The automorphism group of a free group (of finite rank) is known (see this). The group is infinite, if the number of generators is at least $2$, since there are automorphisms of the form $x_i\mapsto x_ix_j$ and other $x_k$'s fixed (here $\{x_i\}_{i=1}^n$ is a minimal generating set). Also note that $S_n$ is a subgroup of automorphism group of free group of rank $n$.

Question: Consider the automorphisms of a free group of rank $n$ which are of finite order; is there upper bound on this order in terms of $n$?

Yes, there is such a bound, namely $$n! 2^n$$. You can look this up in Vogtman's survey paper entitled "Automorphisms of free groups and outer space". Here's an outline.
Let's denote the rank $$n$$ free group by $$F_n$$ and its automorphism group by $$\text{Aut}(F_n)$$. Also, denote its normal subgroup of inner automorphisms by $$\text{Inn}(F_n)$$, and its outer automorphism group $$\text{Out}(F_n) = \text{Aut}(F_n) / \text{Inn}(F_n)$$. Since $$\text{Inn}(F_n)$$ is isomorphic to $$F_n$$ itself which is torsion-free, for any finite subgroup $$G \subset \text{Aut}(F_n)$$ the quotient homomorphism $$\text{Aut}(F_n) \mapsto \text{Out}(F_n)$$ is injective on $$G$$. It therefore suffices to bound the orders of finite subgroups of $$\text{Out}(F_n)$$.

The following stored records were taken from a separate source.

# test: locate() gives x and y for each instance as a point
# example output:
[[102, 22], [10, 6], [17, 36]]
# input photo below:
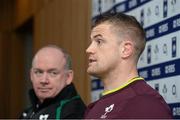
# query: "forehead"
[[49, 57], [101, 28]]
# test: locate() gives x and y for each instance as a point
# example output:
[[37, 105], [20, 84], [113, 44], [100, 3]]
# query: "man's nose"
[[45, 78], [90, 49]]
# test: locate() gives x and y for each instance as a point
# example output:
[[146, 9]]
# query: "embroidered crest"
[[107, 110], [43, 117]]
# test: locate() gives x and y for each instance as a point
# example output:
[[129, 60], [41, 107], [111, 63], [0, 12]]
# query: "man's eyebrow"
[[98, 35], [52, 69]]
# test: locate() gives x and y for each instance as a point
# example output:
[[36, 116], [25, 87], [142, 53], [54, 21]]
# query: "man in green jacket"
[[53, 95]]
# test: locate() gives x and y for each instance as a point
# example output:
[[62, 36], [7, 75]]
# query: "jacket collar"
[[66, 93]]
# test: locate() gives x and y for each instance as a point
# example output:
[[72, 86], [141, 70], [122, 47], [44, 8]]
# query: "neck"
[[119, 77]]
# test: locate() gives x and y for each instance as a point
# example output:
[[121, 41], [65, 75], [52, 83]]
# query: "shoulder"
[[147, 106]]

The theorem you need is a realization theorem (proved independently by Culler, by Khramtsov, and by Zimmerman). This theorem says that for every finite subgroup $$G < \text{Out}(F_n)$$ there exists a connected, finite graph $$\Gamma$$ whose vertices all have valence $$\ge 3$$ and whose fundamental group is free of rank $$n$$, such that $$G$$ is isomorphic to a subgroup of the simplicial automorphism group of $$\Gamma$$. Since the number of vertices and edges of $$\Gamma$$ is bounded in terms of $$n$$ (by a simple Euler characteristic calculation), one obtains a concrete bound on the order of the simplicial automorphism group of $$\Gamma$$ and therefore on the order of $$G$$.

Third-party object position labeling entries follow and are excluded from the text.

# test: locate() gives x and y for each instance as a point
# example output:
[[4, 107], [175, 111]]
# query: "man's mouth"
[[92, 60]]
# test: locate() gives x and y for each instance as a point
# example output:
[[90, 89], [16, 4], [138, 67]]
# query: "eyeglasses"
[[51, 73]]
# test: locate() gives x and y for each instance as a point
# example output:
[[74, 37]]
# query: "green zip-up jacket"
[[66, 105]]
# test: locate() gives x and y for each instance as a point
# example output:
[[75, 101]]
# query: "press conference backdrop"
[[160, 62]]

The largest finite order subgroup of $$\text{Out}(F_n)$$ is the simplicial automorphism group of the "rose with $$n$$ petals", the graph with one vertex and $$n$$ edges each having both ends attached to the vertex. The automorphism group of this graph has order $$n! 2^n$$. It can be understood quite concretely in terms of a free basis $$F_n = \langle a_1,...,a_n \rangle$$, namely the group of automorphisms of the form $$a_i \mapsto a^{\epsilon(i)}_{\sigma(i)}$$ where $$\epsilon : \{1,...,n\} \to \{-1,+1\}$$ is any function and $$\sigma : \{1,...,n\} \to \{1,...,n\}$$ is any permutation. Up to isomorphism this is just the wreath product of $$\mathbb{Z}/2\mathbb{Z}$$ and the symmetric group $$S_n$$.